Rayfield recommends only posting once or twice a day at the most for Facebook. She also cautioned against making posts too long even though there’s no limit to Facebook’s posts. She recommended to test posts at different times throughout the day to see which ones get the best responses.
For tweets, Fast Company pointed out that 71 to 100 characters is the best length to share a substantive message, to permit mobile users to easily read the Tweet and to let users respond with ample space.
“With Twitter, it’s been compared to a firehose of information that’s real time. It moves fast … you can really tweet multiple times a day, three, four to eight times a day. [That] would not be unrealistic,” Rayfield said. “Twitter is very social … when you @ mention people, it gets their attention and you can start conversations that way.”

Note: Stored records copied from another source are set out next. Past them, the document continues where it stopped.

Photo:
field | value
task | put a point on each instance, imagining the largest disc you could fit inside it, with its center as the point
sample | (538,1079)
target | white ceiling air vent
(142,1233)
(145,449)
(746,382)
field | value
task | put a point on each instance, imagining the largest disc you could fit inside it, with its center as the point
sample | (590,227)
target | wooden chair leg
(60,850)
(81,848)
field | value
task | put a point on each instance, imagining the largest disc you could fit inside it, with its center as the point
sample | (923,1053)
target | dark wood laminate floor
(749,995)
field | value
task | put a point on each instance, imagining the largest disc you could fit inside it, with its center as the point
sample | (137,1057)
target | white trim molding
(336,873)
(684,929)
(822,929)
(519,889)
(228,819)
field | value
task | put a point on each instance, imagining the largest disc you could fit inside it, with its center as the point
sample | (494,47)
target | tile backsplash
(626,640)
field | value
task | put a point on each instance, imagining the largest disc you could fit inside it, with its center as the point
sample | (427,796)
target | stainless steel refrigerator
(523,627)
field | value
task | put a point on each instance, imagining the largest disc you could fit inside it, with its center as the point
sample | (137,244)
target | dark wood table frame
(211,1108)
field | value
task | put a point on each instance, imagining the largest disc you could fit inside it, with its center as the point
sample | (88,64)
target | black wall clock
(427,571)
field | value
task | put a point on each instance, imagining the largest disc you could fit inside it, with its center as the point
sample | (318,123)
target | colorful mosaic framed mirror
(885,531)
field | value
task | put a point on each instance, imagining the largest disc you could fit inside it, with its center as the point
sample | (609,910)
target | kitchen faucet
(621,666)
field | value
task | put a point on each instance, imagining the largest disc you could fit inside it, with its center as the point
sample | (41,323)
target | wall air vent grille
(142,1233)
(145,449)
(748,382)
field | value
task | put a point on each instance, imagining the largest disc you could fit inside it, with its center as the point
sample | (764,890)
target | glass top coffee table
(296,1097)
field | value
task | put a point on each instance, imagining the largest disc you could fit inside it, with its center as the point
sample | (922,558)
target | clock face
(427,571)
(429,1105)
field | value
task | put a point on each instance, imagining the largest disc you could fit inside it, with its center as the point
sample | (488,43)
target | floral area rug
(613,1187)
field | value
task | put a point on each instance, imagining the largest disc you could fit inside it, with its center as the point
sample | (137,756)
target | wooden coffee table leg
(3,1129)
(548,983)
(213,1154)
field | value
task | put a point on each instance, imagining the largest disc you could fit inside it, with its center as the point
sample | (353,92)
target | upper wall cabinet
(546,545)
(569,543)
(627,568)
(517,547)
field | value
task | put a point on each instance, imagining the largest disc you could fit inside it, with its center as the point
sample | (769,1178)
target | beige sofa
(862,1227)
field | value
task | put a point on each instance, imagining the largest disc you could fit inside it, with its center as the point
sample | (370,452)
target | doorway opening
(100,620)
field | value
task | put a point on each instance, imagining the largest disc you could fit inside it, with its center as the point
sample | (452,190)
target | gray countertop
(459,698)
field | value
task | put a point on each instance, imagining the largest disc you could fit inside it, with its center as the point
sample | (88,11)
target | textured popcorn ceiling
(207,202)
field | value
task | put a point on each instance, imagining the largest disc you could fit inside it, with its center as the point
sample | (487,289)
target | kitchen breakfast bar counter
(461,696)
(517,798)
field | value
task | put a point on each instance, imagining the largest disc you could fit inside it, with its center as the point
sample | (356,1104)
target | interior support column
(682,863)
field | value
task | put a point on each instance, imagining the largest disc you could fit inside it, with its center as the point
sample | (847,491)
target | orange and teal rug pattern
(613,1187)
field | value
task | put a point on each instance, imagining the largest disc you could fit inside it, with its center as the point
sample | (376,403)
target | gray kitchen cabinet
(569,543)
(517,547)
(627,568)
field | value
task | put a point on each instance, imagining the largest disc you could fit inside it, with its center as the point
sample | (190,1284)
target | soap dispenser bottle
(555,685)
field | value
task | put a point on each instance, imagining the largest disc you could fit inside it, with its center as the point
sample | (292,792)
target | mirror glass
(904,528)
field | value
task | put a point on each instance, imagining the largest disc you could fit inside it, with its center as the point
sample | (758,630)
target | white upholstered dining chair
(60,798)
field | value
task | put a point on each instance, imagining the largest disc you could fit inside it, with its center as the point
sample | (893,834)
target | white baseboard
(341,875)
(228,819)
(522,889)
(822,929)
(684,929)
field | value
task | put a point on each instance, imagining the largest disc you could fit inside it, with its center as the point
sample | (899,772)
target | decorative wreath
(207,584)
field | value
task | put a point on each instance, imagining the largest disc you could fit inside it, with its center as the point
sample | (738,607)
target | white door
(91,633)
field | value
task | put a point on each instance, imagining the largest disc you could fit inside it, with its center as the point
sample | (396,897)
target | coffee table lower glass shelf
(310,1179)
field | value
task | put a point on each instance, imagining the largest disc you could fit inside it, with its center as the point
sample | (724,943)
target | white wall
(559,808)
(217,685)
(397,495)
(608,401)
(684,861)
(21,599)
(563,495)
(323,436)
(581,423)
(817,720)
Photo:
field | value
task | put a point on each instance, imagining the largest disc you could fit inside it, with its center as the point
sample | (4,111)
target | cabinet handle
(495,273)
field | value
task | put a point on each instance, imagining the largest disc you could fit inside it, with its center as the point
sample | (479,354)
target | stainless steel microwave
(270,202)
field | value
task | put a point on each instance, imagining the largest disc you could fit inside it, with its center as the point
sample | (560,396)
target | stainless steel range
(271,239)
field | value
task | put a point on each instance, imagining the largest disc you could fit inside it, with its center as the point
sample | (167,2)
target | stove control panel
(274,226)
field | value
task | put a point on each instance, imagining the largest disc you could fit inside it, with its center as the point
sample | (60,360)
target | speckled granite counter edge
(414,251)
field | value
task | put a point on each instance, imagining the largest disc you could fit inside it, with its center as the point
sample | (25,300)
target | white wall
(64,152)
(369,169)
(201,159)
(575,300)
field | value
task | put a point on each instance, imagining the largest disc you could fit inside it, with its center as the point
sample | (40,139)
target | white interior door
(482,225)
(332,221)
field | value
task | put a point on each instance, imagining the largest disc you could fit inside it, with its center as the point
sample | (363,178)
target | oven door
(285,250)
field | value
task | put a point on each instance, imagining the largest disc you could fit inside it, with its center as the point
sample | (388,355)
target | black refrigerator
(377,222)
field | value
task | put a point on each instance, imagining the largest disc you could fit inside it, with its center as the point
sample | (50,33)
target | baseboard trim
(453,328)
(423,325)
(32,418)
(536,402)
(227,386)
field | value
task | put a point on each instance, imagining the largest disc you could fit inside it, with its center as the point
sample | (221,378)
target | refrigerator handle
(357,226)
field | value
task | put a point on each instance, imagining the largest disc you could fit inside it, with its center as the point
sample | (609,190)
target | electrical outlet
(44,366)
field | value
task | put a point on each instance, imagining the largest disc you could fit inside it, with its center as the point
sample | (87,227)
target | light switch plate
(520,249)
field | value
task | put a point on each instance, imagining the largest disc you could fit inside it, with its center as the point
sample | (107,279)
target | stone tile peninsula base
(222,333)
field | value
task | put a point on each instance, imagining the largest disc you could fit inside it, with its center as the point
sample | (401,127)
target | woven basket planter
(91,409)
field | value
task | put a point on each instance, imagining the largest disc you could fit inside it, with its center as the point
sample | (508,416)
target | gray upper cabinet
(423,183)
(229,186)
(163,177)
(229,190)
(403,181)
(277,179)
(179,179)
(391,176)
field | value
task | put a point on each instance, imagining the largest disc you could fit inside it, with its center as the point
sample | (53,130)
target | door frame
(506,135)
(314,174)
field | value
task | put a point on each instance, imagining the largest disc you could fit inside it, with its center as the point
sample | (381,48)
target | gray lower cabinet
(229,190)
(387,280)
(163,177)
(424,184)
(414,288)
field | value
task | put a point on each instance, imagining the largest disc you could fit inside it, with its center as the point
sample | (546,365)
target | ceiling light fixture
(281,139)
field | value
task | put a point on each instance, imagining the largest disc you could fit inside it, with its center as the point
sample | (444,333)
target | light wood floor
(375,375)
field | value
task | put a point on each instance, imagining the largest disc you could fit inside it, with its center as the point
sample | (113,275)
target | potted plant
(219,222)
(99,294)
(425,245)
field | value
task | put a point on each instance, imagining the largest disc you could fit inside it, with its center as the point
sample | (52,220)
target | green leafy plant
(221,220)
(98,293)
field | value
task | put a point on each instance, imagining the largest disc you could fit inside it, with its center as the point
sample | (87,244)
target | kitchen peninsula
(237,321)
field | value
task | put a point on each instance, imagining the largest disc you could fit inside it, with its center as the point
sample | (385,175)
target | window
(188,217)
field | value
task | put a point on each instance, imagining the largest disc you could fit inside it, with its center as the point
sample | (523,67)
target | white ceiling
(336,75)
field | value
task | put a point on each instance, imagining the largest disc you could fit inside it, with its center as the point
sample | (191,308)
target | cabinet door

Posting helpful articles in Facebook and Twitter also helps businesses develop trust and authority with their users. As Rayfield said, “there’s something called 3rd-party content.” These articles can come from your own practice’s website or blog, but equally information can come from reputable sources.
An example she gave included tweeting out or making a Facebook post that includes a link from the American Veterinary Medical Association on why giving your dog heartworm medication is important for your dog’s health. Even though it’s not from your practice’s website, it builds authority and awareness with your practice with social media users. It demonstrates that your practice can be trusted because it provides information from a reputable knowledge source.
Rayfield also pointed out that using hashtags (#) with Twitter posts can increase its visibility with current followers and fans. It can also increase the likelihood of it getting retweeted to your followers’ followers. This can help your practice reach Twitter users you would otherwise not be able to reach. The hashtag symbol, used in conjunction with a word, according to Twitter, acts the same way a keyword works in a search engine like Google does – it helps your account get found by like-minded social media users.
“You’ll want to use a hashtag around the type of category you’re posting,” Rayfield said. For example, she suggested using #dogs, #Dogmonth or #NationalVaccinationMonth or whatever is timely and relevant to the post to garner interest. By simply using a hashtag, according to The Moz Blog, Twitter accounts gain, on average, 2 percent more followers.
When users become comfortable with your social media presence and start following Facebook feeds and Twitter feeds, they can take the next step to reach out to your practice, whether or not they have been to your practice.
Whether existing clients sign up for your Facebook or someone not connected with your practice finds your Facebook page, it can start or keep building a relationship. According to Rayfield, it helps build on-going customer relationships because they can check-in to see new practice-related posts, videos and informational articles.
Fans can reach out to your practice publicly by commenting on posts or through private messaging to ask a question, get advice or even make an appointment. Twitter permits public conversations through public Tweets or private Direct Message features.
Rayfield puts it best on the perfect mix of promotional and informational content. “You don’t want to be too promotional on Twitter, or on any of the social networks. There’s the unwritten 80/20 rule … 20 percent of your content can be perhaps promotional or self-serving … the other 80 percent should be helpful, should be conversational, should be conversational, should be retweets.”